PARIS—France’s National Assembly approved a bill Tuesday that aims to strengthen government oversight of mosques and religious schools and crack down on other practices—from online hate speech to forced marriage—that President Emmanuel Macron says are rooted in Islamist separatism.
The proposed legislation passed the National Assembly, or lower house of Parliament, with a vote of 347-151, garnering support from lawmakers in Mr. Macron’s ranks as well as other centrist parties. It now heads to the Senate.
Mr. Macron and his supporters in Parliament have framed the bill as a response to the spread of “Islamist separatism,” which the president describes as an ideology that aims to build a parallel society in France where religious rules override civil laws. That ideology, the Macron government says, undermines the values of the French Republic—liberty, equality and fraternity—as well as laïcité, France’s strict separation of religion and state.
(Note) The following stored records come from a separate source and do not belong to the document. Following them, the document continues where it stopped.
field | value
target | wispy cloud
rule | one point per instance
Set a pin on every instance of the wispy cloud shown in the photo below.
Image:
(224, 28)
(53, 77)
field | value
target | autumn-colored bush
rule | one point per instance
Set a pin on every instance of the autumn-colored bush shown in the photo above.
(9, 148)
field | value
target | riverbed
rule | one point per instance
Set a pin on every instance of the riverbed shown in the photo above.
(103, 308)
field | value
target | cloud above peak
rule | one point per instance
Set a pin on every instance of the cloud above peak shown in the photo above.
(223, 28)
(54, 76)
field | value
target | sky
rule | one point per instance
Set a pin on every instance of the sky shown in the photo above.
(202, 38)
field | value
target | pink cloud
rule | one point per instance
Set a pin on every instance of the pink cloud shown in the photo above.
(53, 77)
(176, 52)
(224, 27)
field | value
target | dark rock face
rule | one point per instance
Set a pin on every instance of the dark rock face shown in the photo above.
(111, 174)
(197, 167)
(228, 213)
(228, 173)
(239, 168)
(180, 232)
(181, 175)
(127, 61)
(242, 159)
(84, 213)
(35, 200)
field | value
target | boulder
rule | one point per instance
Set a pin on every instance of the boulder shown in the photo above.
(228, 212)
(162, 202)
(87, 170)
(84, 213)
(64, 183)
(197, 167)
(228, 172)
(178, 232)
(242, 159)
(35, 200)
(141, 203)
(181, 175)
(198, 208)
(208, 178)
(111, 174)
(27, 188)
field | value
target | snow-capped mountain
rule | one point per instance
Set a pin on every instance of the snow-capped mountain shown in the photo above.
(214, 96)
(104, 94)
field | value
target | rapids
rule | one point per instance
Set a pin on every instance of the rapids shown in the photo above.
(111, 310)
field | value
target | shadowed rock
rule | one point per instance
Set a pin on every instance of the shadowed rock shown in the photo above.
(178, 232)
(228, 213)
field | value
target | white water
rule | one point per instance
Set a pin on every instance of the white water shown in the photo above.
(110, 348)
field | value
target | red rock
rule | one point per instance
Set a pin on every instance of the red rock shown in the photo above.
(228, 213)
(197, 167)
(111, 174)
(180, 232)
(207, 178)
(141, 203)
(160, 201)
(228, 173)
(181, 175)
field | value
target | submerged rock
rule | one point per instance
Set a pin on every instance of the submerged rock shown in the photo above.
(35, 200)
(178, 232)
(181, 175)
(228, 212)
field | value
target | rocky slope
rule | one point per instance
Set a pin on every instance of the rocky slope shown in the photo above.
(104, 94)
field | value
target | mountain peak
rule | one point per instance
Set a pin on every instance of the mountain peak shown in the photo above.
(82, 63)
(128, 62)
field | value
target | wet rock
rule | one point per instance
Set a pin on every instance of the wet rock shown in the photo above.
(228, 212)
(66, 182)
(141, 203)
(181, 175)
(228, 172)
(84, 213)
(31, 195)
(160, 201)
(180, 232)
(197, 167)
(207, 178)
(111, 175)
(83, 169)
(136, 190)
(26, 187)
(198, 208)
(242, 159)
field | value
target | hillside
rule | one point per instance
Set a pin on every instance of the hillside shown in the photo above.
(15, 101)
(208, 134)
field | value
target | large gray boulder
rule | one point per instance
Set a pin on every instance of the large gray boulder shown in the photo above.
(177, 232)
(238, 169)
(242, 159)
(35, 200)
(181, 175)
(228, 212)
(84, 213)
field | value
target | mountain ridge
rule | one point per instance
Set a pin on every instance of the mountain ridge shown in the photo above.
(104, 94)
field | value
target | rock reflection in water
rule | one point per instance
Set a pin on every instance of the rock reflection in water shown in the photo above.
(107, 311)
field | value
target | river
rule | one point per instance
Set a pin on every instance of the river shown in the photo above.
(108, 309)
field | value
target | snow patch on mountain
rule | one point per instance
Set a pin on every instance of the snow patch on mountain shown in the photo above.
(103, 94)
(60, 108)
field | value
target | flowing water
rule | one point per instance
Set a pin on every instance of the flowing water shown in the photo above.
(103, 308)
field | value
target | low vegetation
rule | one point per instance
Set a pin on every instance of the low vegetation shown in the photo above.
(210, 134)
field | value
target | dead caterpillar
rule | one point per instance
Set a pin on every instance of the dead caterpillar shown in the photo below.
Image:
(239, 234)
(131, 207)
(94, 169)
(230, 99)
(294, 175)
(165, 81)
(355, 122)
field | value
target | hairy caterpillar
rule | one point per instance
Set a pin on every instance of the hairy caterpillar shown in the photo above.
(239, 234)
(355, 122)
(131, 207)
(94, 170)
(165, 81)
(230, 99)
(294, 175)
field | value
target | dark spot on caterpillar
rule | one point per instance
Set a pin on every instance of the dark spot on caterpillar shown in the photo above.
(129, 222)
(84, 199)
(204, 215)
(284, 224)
The proposed legislation requires religious associations and mosques to declare foreign funding of more than €10,000 ($12,000), and to sign a pledge to respect France’s republican values to receive state subsidies. The bill would also make it easier for the government to shut down mosques, associations and schools that are found criticizing republican values.
The proposed legislation would make it a criminal offense for anyone, in the name of ideology or religious extremism, to put pressure on civil servants and public-service providers to deviate from France’s secular values. Under its provisions, a man who refuses to allow a male doctor to examine his wife could face up to five years in jail and a fine of up to €75,000.